"[SOLVED] k-Nearest Neighbor for a clustered search"

tiramisusann
tiramisusann New Altair Community Member
edited November 5 in Community Q&A
Hi,

I started using Rapid Miner a few weeks ago in order to complete my master thesis. Now I have a big problem, and I hope, anyone could help me.

First of all, the goal:
I am trying to solve the problem of retrieving documents that are similar to an input document. The goal is to return one document from a collection that closely matches the input document.

My Solution: I am creating word vectors of both the documents of the collection and of the input document. Afterwards I am clustering the collection documents via k-means in order to receive clusters and their centroids.
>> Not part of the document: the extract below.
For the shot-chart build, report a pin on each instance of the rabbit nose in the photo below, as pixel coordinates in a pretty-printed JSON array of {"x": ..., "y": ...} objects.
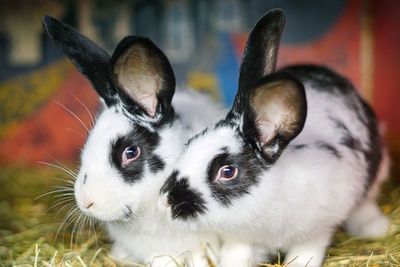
[{"x": 163, "y": 202}]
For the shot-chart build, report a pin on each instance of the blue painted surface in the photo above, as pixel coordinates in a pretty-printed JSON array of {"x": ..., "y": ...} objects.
[{"x": 227, "y": 69}]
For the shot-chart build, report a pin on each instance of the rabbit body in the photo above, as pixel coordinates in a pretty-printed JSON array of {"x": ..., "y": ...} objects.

To find documents which match the input document I want to compare the centroid vectors with the input document vector. Farther I just want to take those documents into account, which are included in the cluster with the most similar centroid vector. Then I want to determine the most similar document from that small selection.
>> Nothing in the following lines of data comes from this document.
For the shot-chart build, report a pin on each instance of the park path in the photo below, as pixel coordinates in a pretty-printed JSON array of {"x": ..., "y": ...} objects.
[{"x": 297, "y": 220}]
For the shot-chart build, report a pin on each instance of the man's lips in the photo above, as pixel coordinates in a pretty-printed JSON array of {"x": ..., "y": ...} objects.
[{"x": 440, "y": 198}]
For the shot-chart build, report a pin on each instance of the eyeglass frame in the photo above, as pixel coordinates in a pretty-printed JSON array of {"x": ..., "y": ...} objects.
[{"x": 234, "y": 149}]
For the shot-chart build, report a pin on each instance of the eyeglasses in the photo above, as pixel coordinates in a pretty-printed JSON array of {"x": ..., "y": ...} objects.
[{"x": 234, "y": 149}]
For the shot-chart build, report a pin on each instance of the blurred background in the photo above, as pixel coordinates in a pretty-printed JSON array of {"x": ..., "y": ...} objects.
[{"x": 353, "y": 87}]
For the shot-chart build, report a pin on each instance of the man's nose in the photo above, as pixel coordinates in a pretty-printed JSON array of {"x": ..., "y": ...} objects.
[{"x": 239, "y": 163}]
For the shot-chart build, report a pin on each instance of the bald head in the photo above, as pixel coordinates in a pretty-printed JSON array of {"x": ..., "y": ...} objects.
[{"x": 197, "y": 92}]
My Problem: Via k-Nearest Neighbor-Algorithm I try to compare the input vector with the centroid vectors of the collection-clustering. But I don't know how to implement that properly in RapidMiner.
- how could I only use the centroid vectors as input in kNN?
- is there any possibility to receive the most similar cluster as output?
- is there any possibility to receive the most similar document as output?

A picture from the current process:
http://s7.directupload.net/file/d/3404/cuvjjqez_png.htm

Hope so much, anyone could help.
All the best!

image

Answers

  • MariusHelf
    MariusHelf New Altair Community Member
    Hey,

    this is a quite complex problem. To solve it, you need several steps:

    1. k-Means delivers a cluster model. Apply it on your input document to find out into which cluster it belongs.
    2. Join the input document with the complete data set via the cluster attribute (the input document must be connected to the left port). That will keep only those documents from the complete collection that are in the same cluster.
    3. Use Cross-Distances to calculate the distances of the input document to the result of (2). Use only_top_k to retrieve the id of the closest document. The input document must be connected to the req port.
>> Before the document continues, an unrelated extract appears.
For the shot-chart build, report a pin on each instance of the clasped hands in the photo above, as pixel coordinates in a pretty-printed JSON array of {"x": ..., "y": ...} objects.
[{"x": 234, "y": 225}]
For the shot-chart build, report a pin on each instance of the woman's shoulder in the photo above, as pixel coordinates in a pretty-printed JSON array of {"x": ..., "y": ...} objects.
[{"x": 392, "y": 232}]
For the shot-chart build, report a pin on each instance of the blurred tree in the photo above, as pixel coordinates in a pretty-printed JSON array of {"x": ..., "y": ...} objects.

    Good luck for your thesis!
    ~Marius
  • tiramisusann
    tiramisusann New Altair Community Member
    Marius, you are my hero.  ;). Thank you very very much! It worked, I am able to identify the most similar document of my collection now.

    The only thing that doesn't work yet is the computing of the similarity (or distance) by the cross-distance-operator. He's showing only '?' in the field 'distance'. I believe the problem is, that the vectors are not identical concering the numer of rows. But if I am processing the input document separated from the collection documents (what I need to do), then it is not possible to have the same amount of rows inside the vector.

    Am I right? Or is there a chance to get a numerical entry for the similarity finally?

  • MariusHelf
    MariusHelf New Altair Community Member
    The amount of roles does not matter, but you should have the same columns in both datasets.
    If you are using different document collections with different Process Documents operators it is crucial to:
    1. perform the same steps in both operators (same inner process)
    2. connect the wor output of the first operator to the wor input of the second one.

    Best regards,
    Marius